The ACL model is unable to make correct access decisions for interactions involving more than two principals, since required information is not retained across message sends. Though this deficiency has long been documented in the published literature, it is not widely understood. This logic error in the ACL model is exploited by both the clickjacking and Cross-Site Request Forgery attacks that affect many Web applications.

2008-10-15 clickjacking: The Confused Deputy rides again!

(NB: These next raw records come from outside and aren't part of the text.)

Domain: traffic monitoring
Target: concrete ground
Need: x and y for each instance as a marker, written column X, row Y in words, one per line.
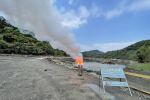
column 25, row 79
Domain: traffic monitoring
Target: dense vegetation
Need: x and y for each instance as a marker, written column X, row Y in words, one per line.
column 92, row 52
column 142, row 54
column 12, row 41
column 139, row 51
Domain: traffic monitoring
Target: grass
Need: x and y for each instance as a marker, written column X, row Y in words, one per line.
column 141, row 66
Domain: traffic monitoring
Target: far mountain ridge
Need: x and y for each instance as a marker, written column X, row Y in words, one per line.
column 92, row 52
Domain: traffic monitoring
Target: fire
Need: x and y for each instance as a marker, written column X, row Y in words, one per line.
column 79, row 61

The announcement of the clickjacking research ignited interest in a number of Web exploits, some of which seem new and others similar to known exploits. Already, there's lots of discussion of possible workarounds, mainly focused on changes to the application's user interface, or the browser's rendering logic. While the flexibility of the browser's user interface languages gives clickjacking a polished look, this flexibility isn't actually what enables these attacks. That blame lies with the ambient authority model used by most web applications. If applications instead used an explicit authorization model, they would not be vulnerable to clickjacking and there would be no need to reduce the flexibility of the browser's user interface languages. Web applications can be implemented to an explicit authorization model without any change to Web protocols or formats.

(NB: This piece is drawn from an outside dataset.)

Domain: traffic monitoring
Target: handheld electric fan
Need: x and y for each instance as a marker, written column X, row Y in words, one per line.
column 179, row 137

2008-09-25 Petname Tool: published for Firefox 3

I've ported the Petname Tool to the new Places API for bookmarks in Firefox 3.

2008-07-24 Can the evolution of programming languages inform usable security?

Richard Conlan blogs about a SOUPS 2008 panel that I participated in.

2008-04-25 Using promises to orchestrate Web interactions

Phil Windley blogs about my WWW 2008 presentation of the ref_send library for Javascript.

2008-03-22 upgrade: Live fast, die young and leave a good-looking corpse

Any application that keeps state needs a plan for maintaining it as the application evolves. Successfully managing these upgrades is one of the more challenging aspects of application development. This document explains several patterns and techniques for managing upgrade in a Waterken application.

2008-03-06 W3C Note on browser security UI finishes Last Call

This publication completes my duties as editor for the W3C Web Security Context Working Group. I think the Problems with the status quo section provides a good summary of the challenges facing the group.

2007-10-28 web-key: Mashing with permission

Mashups, web applications that interact with other web applications, are receiving increasing developer interest and providing users with valuable new functionality. When one or more of the interacting applications have access control requirements, many design challenges arise. Failure to meet these challenges brings unnecessary risk to the user. Addressing the challenges using a poorly suited technique can add significant complexity to both the application code and the user interface, all while not reducing risk to the user. In addition to examining and explaining these failings, this paper introduces a solution, the web-key, an https URL convention for representing a transferable permission in a web application. Using web-keys, access control challenges can be effectively solved using existing development tools for web applications deployed to existing web browsers.